Later Tegg edition, with five re-engraved Hogarth plates by Thomas Rowlandson, handsomely bound by Henderson & Bisset.
Voltaire wrote of this work that "there is one English Poem, the title whereof is Hudibras; it is Don Quixote; it is our Satyre Menippee blended together: I never met with so much wit in one single book as this." A mock romance, Hudibras humorously deals with scholastic pedantry, Aristotelian logic, theological controversy, witchcraft, alchemy, astrology and other topics. Samuel Johnson used the 1726 edition of Hudibras for quotations in his dictionary.

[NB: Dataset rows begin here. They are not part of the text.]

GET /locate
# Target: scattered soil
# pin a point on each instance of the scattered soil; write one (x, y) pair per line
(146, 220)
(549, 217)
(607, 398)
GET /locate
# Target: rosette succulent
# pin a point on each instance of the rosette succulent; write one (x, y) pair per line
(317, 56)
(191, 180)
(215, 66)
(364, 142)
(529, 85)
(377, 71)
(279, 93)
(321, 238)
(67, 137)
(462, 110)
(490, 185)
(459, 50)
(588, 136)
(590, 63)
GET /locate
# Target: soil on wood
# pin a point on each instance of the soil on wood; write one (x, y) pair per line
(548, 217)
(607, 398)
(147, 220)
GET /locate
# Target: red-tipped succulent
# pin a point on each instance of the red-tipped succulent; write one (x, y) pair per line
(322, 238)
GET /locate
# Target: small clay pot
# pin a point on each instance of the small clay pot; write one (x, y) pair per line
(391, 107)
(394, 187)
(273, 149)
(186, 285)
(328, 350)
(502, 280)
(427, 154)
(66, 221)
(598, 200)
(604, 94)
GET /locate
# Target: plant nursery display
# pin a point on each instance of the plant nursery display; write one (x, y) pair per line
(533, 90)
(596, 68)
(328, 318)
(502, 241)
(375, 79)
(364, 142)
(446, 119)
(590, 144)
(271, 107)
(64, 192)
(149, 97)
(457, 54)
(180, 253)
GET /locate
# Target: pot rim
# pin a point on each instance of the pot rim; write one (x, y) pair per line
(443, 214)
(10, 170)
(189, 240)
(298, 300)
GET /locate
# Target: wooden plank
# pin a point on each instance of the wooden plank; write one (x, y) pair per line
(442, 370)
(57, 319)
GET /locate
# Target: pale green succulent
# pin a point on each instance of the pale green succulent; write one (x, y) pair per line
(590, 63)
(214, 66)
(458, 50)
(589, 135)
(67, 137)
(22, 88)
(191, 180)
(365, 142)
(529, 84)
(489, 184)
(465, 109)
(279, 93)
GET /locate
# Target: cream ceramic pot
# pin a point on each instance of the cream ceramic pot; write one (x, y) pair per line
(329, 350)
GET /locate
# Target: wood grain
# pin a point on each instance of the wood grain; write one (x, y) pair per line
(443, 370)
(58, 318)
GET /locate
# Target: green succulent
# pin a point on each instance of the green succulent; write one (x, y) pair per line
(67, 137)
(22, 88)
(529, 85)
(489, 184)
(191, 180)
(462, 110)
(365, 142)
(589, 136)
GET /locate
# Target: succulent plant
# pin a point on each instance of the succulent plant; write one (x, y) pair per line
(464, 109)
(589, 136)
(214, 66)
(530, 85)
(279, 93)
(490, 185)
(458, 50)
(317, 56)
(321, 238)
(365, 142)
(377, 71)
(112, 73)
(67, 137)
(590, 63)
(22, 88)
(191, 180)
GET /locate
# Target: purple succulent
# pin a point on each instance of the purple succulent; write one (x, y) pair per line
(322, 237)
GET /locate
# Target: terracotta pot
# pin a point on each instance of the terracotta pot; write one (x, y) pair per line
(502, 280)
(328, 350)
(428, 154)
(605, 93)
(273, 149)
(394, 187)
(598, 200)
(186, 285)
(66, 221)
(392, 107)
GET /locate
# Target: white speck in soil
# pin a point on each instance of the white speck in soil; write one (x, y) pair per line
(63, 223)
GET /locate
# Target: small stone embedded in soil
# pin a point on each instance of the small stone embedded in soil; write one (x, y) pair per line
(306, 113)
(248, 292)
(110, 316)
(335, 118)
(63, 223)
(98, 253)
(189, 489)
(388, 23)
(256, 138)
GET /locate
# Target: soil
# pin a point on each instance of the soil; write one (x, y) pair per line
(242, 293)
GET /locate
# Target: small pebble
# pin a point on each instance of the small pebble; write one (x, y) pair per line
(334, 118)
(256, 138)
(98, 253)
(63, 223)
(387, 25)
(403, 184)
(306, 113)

This edition includes the critical notes of Zachary Grey, commended as "a performance replete with curious, interesting, and accurate historical and bibliographical intelligence" (Allibone, I:315). Hogarth's engravings first appeared in the 1726 edition. In 1809, Thomas Rowlandson was apparently commissioned by Tegg to re-work the Hogarth plates. Original front wrappers bound in at rear. Lowndes, 335.
Occasional expert paper repairs, light offsetting of plates to text. A lovely copy.